Project 4: Agile Release Train Optimization & Delivery Cadence

Overview

As Product Owner for Telus’s Mobility & Wireline Assisted‑Sales platform, I revamped our Agile Release Train (ART) process during a major team reorganization. By redefining capacity allocation, streamlining PI planning, and enforcing a clear defect‑prioritization framework, we sustained a 25‑feature quarterly delivery cadence while keeping system resiliency above 90%.

Challenge

  • Team Restructuring: Our scrum teams were realigned with new members, managers, and domain ownership, disrupting established workflows and lowering overall capacity.

  • Competing Priorities: Major sales events demanded significant system‑resiliency efforts, but we still needed to consistently deliver new features for assisted‑sales channels.

  • Inefficient Planning: Lengthy PI planning sessions and a monolithic release approach slowed feedback loops and masked true team capacity.

Approach & Product Leadership

  1. Cross‑Functional Alignment:

    • Partnered with the Release Train Engineer, Business Analysts, Scrum Masters, and team leads to surface pain points in our ART process and capacity planning.

  2. Capacity Segmentation:

    • Defined three distinct “lanes” within each Program Increment (PI) for:

      • Defect Triage & Fixes (high‑priority incidents)

      • System Enhancements (resiliency and event‑readiness)

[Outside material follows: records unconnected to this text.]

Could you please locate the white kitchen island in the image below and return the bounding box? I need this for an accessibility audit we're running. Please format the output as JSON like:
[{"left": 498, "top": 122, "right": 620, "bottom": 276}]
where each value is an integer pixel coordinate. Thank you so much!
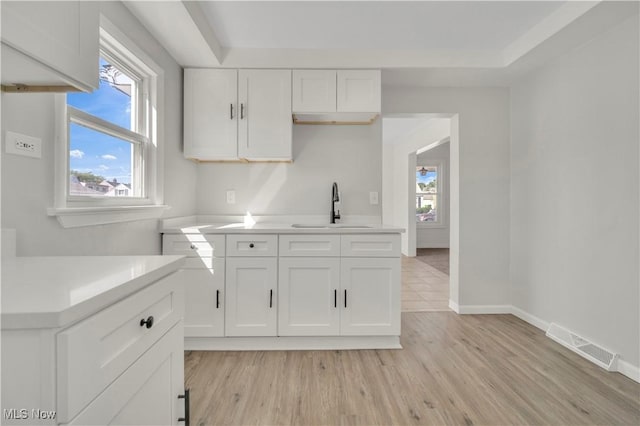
[
  {"left": 161, "top": 220, "right": 403, "bottom": 350},
  {"left": 1, "top": 256, "right": 184, "bottom": 424}
]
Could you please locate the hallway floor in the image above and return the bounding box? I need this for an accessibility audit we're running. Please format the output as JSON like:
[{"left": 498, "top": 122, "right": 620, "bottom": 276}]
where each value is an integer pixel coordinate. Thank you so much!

      • New Product Deliverables

    • Reserved fixed percentages of team capacity in every sprint for each lane, ensuring critical work never blocked feature delivery.

  3. Lean PI Forecasting:

    • Shortened planning sessions by focusing on one upcoming release at a time, while maintaining a rolling three‑release forecast as our north‑star.

    • Encouraged teams to break down epics into 2–3 sprint deliverable increments, enabling faster customer feedback.

  4. Defect Prioritization Framework:

    • Introduced a Triage Board to categorize defects into “Critical,” “High,” and “Low” buckets.

    • Mandated immediate investigation and resolution only for Critical/High defects; Low defects were logged in a “deferred backlog,” preventing context‑switching and boosting sprint focus.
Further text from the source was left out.